I have a number of log files which do not have key:value structure to them. How do I map those values to custom fields?
Here is an example:
2014-09-07 18:57:10 220.127.116.11 GET /url_value_goes_here/7185520.ts 200 6971895 2425 "-" "Player/12.00.13411.0000 WMFSDK/12.00.13411.0000" "-"
Fields should be this:
date time cs-ip cs-method cs-uri sc-status sc-bytes time-taken cs(Referer) cs(User-Agent) cs(Cookie)
That looks a lot like an access log, but maybe not quite - first, check if any of the predefined access log sourcetypes happens to match this.
If not, you'd define the timestamp extraction in props.conf / the data preview and regular expression field extractions in props.conf / in the UI under Settings -> Fields. Without knowing the particulars of your data, it'd look something like this:
[your_sourcetype] TIME_PREFIX = ^ MAX_TIMESTAMP_LOOKAHEAD = 25 TIME_FORMAT = %Y-%m-%d %H:%M:%S EXTRACT-fields = \d\d:\d\d:\d\d\s+(?<cs-ip>\S+)\s+(?<cs-method>\S+)... and so on. other keys here such as lookups, transforms, etc.
Thank you martin_mueller
It is somewhat of a access log, I'm not 100% sure the exact format, all I have is gigabytes of this data.

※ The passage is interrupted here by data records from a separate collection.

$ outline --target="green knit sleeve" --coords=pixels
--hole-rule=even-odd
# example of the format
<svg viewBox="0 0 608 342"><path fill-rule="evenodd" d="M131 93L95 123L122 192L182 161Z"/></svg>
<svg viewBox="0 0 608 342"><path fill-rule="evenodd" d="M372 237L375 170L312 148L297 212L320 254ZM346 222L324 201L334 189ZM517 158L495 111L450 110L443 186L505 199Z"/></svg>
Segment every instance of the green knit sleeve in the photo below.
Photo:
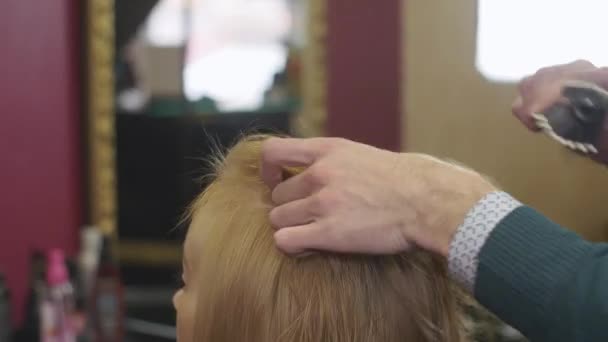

I am not famililar with regex expressions and would really really appreciate complete solution on this one.
I see. Use tools such as http://regexr.com to test-drive your expressions while learning. Do remember though that doesn't support naming capturing groups, so you'll have to leave those out there and add them in before doing the extraction in Splunk.
Based on that single event, I'd use something like this:
EXTRACT-fields = \d\d:\d\d:\d\d\s+(?<cs_ip>\S+)\s+(?<cs_method>\S+)\s+(?<cs_uri>\S+)\s+(?<sc_status>\d+)\s+(?<sc_bytes>\d+)\s+(?<time_taken>\d+)\s+"(?<cs_referer>[^"]*)"\s+"(?<cs_useragent>[^"]*)"\s+"(?<cs_cookie>[^"]*)"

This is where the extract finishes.